The dataset can be found here.
The NFS clients are located on the same 1 Gbps LAN with NFS client-side caching enabled. The caching effects across multiple experiments were eliminated by mounting and unmounting the file system between each experiment. We capture the NFS packet trace at the NFS server machine's network interface using the Wireshark tool, and filter out the data portion of the NFS operations. For all experiments in this work, we only use the opcode information in the NFS trace.
The data is organised into two parts, (1) the complete dataset and (2) the training data.
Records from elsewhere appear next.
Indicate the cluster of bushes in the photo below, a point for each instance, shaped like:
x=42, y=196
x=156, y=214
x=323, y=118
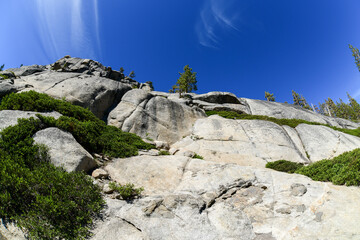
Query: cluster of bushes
x=284, y=121
x=92, y=133
x=44, y=200
x=127, y=191
x=341, y=170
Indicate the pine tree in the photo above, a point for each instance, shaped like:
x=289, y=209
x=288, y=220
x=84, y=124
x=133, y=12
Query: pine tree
x=300, y=100
x=356, y=55
x=186, y=82
x=355, y=108
x=331, y=107
x=269, y=97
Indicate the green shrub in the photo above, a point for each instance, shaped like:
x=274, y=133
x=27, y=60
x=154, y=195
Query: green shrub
x=4, y=76
x=164, y=153
x=98, y=137
x=127, y=191
x=92, y=133
x=234, y=115
x=341, y=170
x=284, y=166
x=39, y=102
x=44, y=200
x=198, y=156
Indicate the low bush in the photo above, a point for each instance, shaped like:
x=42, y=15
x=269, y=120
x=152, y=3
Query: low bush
x=341, y=170
x=163, y=152
x=127, y=191
x=234, y=115
x=284, y=166
x=92, y=133
x=39, y=102
x=289, y=122
x=198, y=156
x=44, y=200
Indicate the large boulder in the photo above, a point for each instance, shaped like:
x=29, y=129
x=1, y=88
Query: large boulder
x=98, y=94
x=283, y=110
x=10, y=117
x=25, y=70
x=64, y=150
x=155, y=169
x=228, y=201
x=155, y=117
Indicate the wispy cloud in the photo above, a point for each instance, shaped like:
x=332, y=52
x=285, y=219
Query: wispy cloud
x=217, y=19
x=65, y=29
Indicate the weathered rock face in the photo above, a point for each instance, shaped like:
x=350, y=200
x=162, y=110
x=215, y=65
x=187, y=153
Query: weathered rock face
x=155, y=117
x=227, y=201
x=25, y=70
x=283, y=110
x=10, y=117
x=64, y=151
x=256, y=142
x=96, y=93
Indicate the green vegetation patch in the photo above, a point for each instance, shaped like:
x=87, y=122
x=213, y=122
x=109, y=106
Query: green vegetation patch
x=4, y=76
x=39, y=102
x=284, y=166
x=164, y=152
x=44, y=200
x=341, y=170
x=198, y=156
x=92, y=133
x=127, y=191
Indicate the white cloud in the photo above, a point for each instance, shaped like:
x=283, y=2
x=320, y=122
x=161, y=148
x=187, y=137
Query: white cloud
x=64, y=29
x=217, y=17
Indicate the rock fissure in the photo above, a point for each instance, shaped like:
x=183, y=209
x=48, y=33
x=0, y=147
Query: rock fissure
x=132, y=224
x=293, y=143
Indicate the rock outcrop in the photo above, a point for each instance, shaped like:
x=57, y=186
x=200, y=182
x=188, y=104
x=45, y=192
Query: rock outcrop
x=64, y=150
x=155, y=117
x=226, y=201
x=256, y=142
x=283, y=110
x=10, y=117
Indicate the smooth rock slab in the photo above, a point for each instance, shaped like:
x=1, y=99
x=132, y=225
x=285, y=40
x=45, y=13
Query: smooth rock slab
x=159, y=174
x=245, y=142
x=64, y=150
x=228, y=201
x=155, y=117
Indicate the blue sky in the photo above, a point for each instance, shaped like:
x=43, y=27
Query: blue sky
x=241, y=46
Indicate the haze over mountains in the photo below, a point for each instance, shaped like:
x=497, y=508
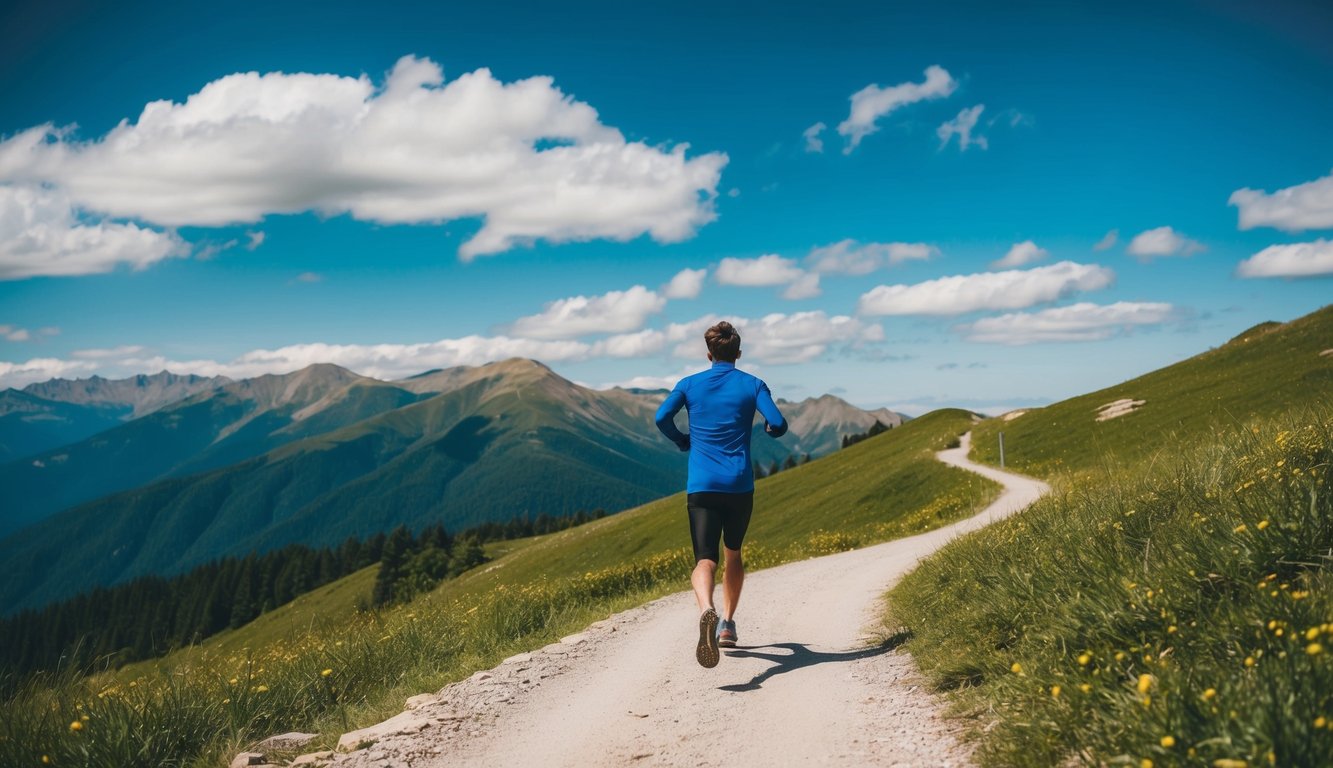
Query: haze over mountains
x=323, y=454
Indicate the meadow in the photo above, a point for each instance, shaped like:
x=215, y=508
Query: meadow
x=320, y=666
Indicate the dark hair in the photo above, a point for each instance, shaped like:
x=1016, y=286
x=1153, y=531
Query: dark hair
x=724, y=342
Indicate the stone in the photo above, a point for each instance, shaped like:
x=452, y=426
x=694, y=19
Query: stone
x=287, y=742
x=399, y=724
x=420, y=700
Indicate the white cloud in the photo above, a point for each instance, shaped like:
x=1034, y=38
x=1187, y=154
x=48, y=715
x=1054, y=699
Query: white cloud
x=612, y=312
x=531, y=162
x=40, y=370
x=1293, y=260
x=804, y=287
x=1020, y=255
x=779, y=339
x=1293, y=210
x=771, y=270
x=1009, y=290
x=872, y=103
x=685, y=284
x=812, y=138
x=1108, y=240
x=852, y=258
x=40, y=235
x=641, y=344
x=961, y=127
x=1076, y=323
x=1161, y=242
x=125, y=351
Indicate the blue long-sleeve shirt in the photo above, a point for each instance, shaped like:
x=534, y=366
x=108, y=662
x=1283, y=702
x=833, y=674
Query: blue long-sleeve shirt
x=721, y=404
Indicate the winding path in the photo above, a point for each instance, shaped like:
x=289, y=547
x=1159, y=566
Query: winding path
x=811, y=683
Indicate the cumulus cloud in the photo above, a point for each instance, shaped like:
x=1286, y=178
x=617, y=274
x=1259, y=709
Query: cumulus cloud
x=612, y=312
x=852, y=258
x=1108, y=240
x=771, y=270
x=804, y=287
x=685, y=284
x=812, y=138
x=528, y=160
x=776, y=339
x=1293, y=210
x=872, y=103
x=1161, y=242
x=1009, y=290
x=1020, y=255
x=41, y=235
x=961, y=127
x=1293, y=260
x=779, y=339
x=1083, y=322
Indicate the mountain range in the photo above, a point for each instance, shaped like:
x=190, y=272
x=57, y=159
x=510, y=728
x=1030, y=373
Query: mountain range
x=323, y=454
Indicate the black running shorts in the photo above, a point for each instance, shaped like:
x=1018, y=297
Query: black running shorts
x=717, y=515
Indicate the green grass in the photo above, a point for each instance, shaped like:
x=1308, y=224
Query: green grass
x=1191, y=604
x=1265, y=371
x=1112, y=622
x=203, y=704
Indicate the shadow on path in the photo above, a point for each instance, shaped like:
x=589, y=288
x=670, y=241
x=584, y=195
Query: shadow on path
x=799, y=656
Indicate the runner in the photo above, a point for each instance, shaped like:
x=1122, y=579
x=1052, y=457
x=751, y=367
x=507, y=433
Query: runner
x=720, y=490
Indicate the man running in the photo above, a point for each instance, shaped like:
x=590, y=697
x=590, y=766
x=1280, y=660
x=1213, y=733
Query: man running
x=720, y=491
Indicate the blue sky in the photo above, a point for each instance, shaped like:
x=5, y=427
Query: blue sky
x=912, y=207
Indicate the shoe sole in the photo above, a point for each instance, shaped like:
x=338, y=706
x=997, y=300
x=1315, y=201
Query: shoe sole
x=707, y=650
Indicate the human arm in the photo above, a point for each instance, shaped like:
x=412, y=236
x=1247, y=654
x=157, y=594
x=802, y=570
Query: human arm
x=667, y=419
x=776, y=424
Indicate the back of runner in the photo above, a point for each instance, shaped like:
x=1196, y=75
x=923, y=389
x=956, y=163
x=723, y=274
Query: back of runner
x=720, y=490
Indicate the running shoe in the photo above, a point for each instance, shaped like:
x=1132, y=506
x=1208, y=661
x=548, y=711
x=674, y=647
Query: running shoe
x=727, y=634
x=707, y=650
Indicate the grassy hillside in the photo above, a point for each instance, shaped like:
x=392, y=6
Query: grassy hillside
x=200, y=706
x=1169, y=604
x=1265, y=371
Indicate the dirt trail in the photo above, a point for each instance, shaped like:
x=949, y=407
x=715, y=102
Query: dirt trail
x=809, y=683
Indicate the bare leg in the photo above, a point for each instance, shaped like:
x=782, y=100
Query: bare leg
x=733, y=578
x=703, y=582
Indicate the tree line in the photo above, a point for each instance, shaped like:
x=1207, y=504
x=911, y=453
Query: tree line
x=152, y=615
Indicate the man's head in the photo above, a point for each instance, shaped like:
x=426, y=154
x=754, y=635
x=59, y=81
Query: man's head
x=724, y=343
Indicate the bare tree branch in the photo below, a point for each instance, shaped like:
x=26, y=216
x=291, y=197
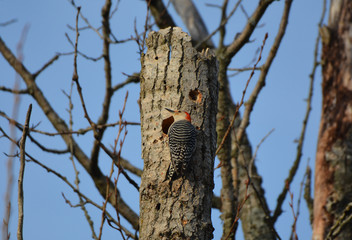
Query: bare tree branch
x=60, y=125
x=21, y=174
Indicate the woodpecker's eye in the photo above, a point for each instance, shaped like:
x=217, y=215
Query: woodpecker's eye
x=167, y=123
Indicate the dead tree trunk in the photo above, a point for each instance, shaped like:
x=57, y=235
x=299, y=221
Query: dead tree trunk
x=333, y=174
x=176, y=76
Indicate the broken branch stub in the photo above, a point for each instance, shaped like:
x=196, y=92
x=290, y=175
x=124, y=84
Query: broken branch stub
x=174, y=75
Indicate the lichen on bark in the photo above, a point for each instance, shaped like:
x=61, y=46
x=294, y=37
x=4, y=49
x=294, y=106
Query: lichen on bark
x=176, y=76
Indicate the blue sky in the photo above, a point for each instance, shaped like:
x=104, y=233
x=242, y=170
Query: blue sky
x=280, y=105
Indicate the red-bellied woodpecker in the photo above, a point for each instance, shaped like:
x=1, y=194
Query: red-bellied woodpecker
x=182, y=142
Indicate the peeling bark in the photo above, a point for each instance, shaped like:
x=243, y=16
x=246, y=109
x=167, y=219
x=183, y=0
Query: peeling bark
x=176, y=76
x=333, y=174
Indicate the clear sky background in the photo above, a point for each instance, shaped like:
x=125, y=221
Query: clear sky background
x=281, y=105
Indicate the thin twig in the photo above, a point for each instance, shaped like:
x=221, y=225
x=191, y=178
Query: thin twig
x=46, y=65
x=344, y=218
x=21, y=174
x=295, y=165
x=250, y=165
x=15, y=108
x=222, y=24
x=295, y=217
x=242, y=99
x=3, y=24
x=15, y=91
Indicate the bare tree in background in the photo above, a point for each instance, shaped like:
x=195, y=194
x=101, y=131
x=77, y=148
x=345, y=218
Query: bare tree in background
x=174, y=74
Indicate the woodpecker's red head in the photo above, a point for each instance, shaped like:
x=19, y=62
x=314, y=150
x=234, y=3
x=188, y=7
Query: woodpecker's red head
x=180, y=115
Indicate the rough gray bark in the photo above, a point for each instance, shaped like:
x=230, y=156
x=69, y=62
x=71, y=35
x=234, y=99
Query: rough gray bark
x=333, y=166
x=176, y=76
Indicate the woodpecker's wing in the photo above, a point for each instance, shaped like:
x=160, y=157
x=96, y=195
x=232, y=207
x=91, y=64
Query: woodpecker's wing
x=182, y=143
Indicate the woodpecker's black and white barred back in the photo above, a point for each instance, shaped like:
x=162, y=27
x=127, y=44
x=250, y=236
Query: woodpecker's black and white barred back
x=182, y=142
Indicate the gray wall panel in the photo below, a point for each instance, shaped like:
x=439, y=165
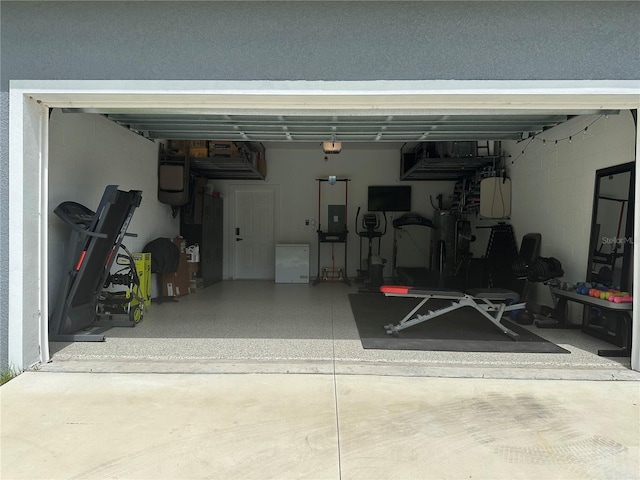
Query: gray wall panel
x=320, y=40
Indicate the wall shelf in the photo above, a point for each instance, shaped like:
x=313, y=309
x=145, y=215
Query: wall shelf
x=444, y=160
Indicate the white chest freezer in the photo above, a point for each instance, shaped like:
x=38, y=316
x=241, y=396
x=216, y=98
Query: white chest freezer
x=292, y=263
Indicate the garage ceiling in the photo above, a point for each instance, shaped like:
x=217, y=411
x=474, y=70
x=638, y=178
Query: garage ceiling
x=346, y=128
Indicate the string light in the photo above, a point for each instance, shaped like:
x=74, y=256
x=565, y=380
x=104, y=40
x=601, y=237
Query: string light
x=568, y=138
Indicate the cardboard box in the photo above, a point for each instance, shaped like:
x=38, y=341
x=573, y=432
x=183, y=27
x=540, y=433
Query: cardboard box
x=193, y=267
x=181, y=243
x=143, y=269
x=198, y=152
x=195, y=285
x=176, y=284
x=218, y=148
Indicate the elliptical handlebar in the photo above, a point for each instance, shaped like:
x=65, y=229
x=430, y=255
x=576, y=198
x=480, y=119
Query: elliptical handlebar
x=371, y=231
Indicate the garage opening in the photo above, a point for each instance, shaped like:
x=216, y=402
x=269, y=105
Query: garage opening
x=243, y=318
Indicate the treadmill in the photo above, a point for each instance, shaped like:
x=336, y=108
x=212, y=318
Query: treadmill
x=95, y=240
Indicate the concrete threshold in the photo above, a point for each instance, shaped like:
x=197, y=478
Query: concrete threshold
x=329, y=367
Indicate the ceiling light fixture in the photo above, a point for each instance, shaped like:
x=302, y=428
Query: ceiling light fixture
x=331, y=147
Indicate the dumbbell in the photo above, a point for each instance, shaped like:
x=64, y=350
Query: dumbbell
x=623, y=299
x=611, y=296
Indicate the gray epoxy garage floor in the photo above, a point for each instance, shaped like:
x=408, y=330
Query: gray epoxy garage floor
x=257, y=326
x=257, y=380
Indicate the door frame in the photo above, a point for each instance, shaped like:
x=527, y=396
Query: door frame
x=29, y=101
x=231, y=237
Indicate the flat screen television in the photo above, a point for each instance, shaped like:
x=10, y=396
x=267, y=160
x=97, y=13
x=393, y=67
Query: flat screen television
x=389, y=198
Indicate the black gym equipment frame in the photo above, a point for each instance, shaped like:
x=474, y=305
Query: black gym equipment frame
x=95, y=240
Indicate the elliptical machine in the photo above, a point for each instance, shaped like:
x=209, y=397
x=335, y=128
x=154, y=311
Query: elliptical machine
x=372, y=277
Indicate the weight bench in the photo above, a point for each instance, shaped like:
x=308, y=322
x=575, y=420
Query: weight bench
x=491, y=303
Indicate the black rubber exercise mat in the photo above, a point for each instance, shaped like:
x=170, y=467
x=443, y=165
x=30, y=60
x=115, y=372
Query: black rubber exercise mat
x=463, y=330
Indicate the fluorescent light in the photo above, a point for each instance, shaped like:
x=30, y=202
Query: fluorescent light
x=331, y=147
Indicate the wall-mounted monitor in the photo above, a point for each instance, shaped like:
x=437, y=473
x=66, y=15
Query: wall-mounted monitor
x=389, y=198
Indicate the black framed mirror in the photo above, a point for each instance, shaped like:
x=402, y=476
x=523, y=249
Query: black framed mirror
x=611, y=247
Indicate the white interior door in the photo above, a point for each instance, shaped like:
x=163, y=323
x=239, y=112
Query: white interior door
x=254, y=233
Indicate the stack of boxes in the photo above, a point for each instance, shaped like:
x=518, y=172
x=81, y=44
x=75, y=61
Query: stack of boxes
x=176, y=284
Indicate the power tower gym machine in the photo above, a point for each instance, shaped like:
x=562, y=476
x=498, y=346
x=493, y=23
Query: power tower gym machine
x=336, y=233
x=372, y=276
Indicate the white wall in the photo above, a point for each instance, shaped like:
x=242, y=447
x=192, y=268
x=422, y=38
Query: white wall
x=295, y=169
x=87, y=153
x=553, y=186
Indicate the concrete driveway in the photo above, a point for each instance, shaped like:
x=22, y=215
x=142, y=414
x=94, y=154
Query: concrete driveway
x=60, y=425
- In the complete dataset, traces generated by each particular workload used is stored in a folder named by that workload, for example, for 'grep', the complete dataset is kept in a folder named 'grepActual'. This folder contains two subfolders, viz., NFSCapture and RawCapture. 'RawCapture' contains the traces collected using wireshark on running a particular workload. 'NFSCapture' contains only the NFS pckets filtered out of these 'RawCapture'ed traces.
- The training Data contains the traces used for training the profile HMMs. Again, one folder per workload contains respective training traces.
Source CodeThe basic scripts that were used are available here. These can give a fair idea of how to apply profile HMM to the task of discovering application workloads from the Network File Traces. These are surely not ready to use scripts. The readMe is contained explaining the usage.